組成物は、単一用量又は複数用量で投与することができる。単一用量は、毎日又は1日に複数回又は1週間に複数回又は毎月又は一ヶ月に複数回投与することができる。組成物は、一連の用量で投与することができる。一連の用量は、毎日、1日に複数回、毎週、1週間に複数回、毎月、一ヶ月に複数回投与することができる。よって、当業者であれば、創傷の種類、部位、対象の健康状態等に応じて、本明細書に記載されているエキソソーム組成物は、創傷が、少なくとも5％、10％、20％、30％、40％、50％、55％、60％、65％、70％、75％、80％、85％、90％、95％若しくは100％又はその間のいずれかの範囲で治癒されるまでの任意の所定の期間投与することができることを理解するであろう。

局所投与のため、エキソソームを含むゲル製剤を吸収性のあるガーゼ包帯材の繊維のコーティングに用いて創傷治癒包帯を形成し、これを次に創傷の上に配置することができる。低い粘性の製剤を用いることができる。創傷治癒包帯は、創傷治癒活性を有するエキソソームを含む水性ゲル溶液にガーゼ包帯材を浸漬することにより調製することができる。続いて、ガーゼのコーティングされた繊維が創傷と接触し、創傷治癒速度を刺激するように、包帯を創傷に貼ることができる。

エキソソームを含むゲルが、内部創傷又は切創に適用される場合、ゲル形成ポリマーは生分解性であり得る。天然起源のポリマーは、一般に生分解性である。その例として、コラーゲン、グリコサミノグリカン、ゼラチン及びデンプンが挙げられる。セルロース由来のポリマーは生分解性ではない。ビニルポリマー等、合成ポリマーは分解性ではない。本明細書に記載されているポリマーの生分解性は、当業者にとって周知のものである。

本発明者らは、創傷近傍におけるエキソソームの量を増加させることにより局所的免疫系を補充するステップを含む、創傷を治療する方法について更に記載する。エキソソームは、創傷に局所的に投与することができる。

本発明者らは、全身循環におけるエキソソームの量を増加させることにより全身性免疫系を補充するステップを含む、創傷を治療する方法についても記載する。エキソソームは、筋肉内、静脈内、腹腔内、眼内、関節内又は手術野への投与が挙げられるがこれらに限定されない非経口経路を介して投与することができる。

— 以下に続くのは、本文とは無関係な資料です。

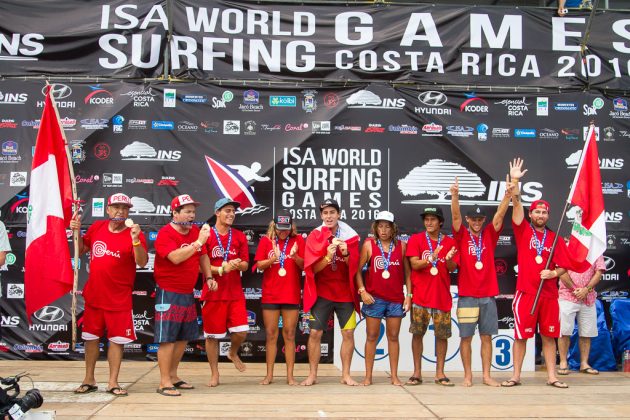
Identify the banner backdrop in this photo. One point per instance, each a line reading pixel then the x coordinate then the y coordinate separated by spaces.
pixel 269 41
pixel 371 147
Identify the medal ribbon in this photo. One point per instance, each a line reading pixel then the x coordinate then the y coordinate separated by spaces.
pixel 386 259
pixel 433 263
pixel 539 245
pixel 226 253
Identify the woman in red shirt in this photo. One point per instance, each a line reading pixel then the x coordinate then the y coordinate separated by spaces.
pixel 280 255
pixel 382 292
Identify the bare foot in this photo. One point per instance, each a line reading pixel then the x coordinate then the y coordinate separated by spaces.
pixel 349 381
pixel 491 382
pixel 214 381
pixel 311 380
pixel 396 382
pixel 238 363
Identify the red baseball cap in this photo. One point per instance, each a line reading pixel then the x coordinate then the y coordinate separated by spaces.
pixel 539 203
pixel 182 200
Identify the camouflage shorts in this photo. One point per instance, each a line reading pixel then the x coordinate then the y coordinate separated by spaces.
pixel 421 316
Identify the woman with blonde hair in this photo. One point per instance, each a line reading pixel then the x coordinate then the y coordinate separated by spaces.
pixel 280 255
pixel 382 291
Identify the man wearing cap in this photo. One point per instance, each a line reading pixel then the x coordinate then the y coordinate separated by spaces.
pixel 115 247
pixel 533 245
pixel 331 262
pixel 431 257
pixel 180 251
pixel 223 310
pixel 477 280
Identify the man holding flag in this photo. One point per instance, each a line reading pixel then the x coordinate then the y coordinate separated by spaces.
pixel 331 262
pixel 47 269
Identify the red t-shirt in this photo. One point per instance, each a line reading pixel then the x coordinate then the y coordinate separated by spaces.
pixel 528 277
pixel 230 287
pixel 112 267
pixel 333 284
pixel 428 290
pixel 276 288
pixel 390 289
pixel 471 281
pixel 182 277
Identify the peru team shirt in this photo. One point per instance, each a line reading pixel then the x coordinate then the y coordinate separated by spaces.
pixel 230 287
pixel 471 281
pixel 528 270
pixel 280 289
pixel 112 267
pixel 182 277
pixel 428 290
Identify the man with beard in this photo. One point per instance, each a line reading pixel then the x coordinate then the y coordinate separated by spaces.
pixel 331 261
pixel 431 257
pixel 223 308
pixel 179 251
pixel 115 246
pixel 477 280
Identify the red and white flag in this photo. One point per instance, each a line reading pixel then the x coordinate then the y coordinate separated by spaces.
pixel 47 269
pixel 316 244
pixel 588 235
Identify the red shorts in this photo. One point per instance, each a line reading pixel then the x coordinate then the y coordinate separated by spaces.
pixel 119 325
pixel 220 316
pixel 546 315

本発明者らは、対象の胃腸管におけるエキソソームの量を増加させることにより粘膜免疫系を補充するステップを含む、創傷を治療する方法を更に開示する。

本発明者らは、対象にエキソソーム組成物を投与することにより、創傷を患う対象の免疫系を増強させる方法について記載する。投与の様式に応じて、免疫系の異なる武器(arms)が増強される。例えば、組成物の局所投与は、局所的免疫系、即ち、創傷近傍の免疫系の増強をもたらす。組成物の非経口投与は、全身性免疫系の増強をもたらす。また更に、組成物の経口投与は、粘膜免疫系の増強をもたらし、これは全身性効果も同様にもたらし得る。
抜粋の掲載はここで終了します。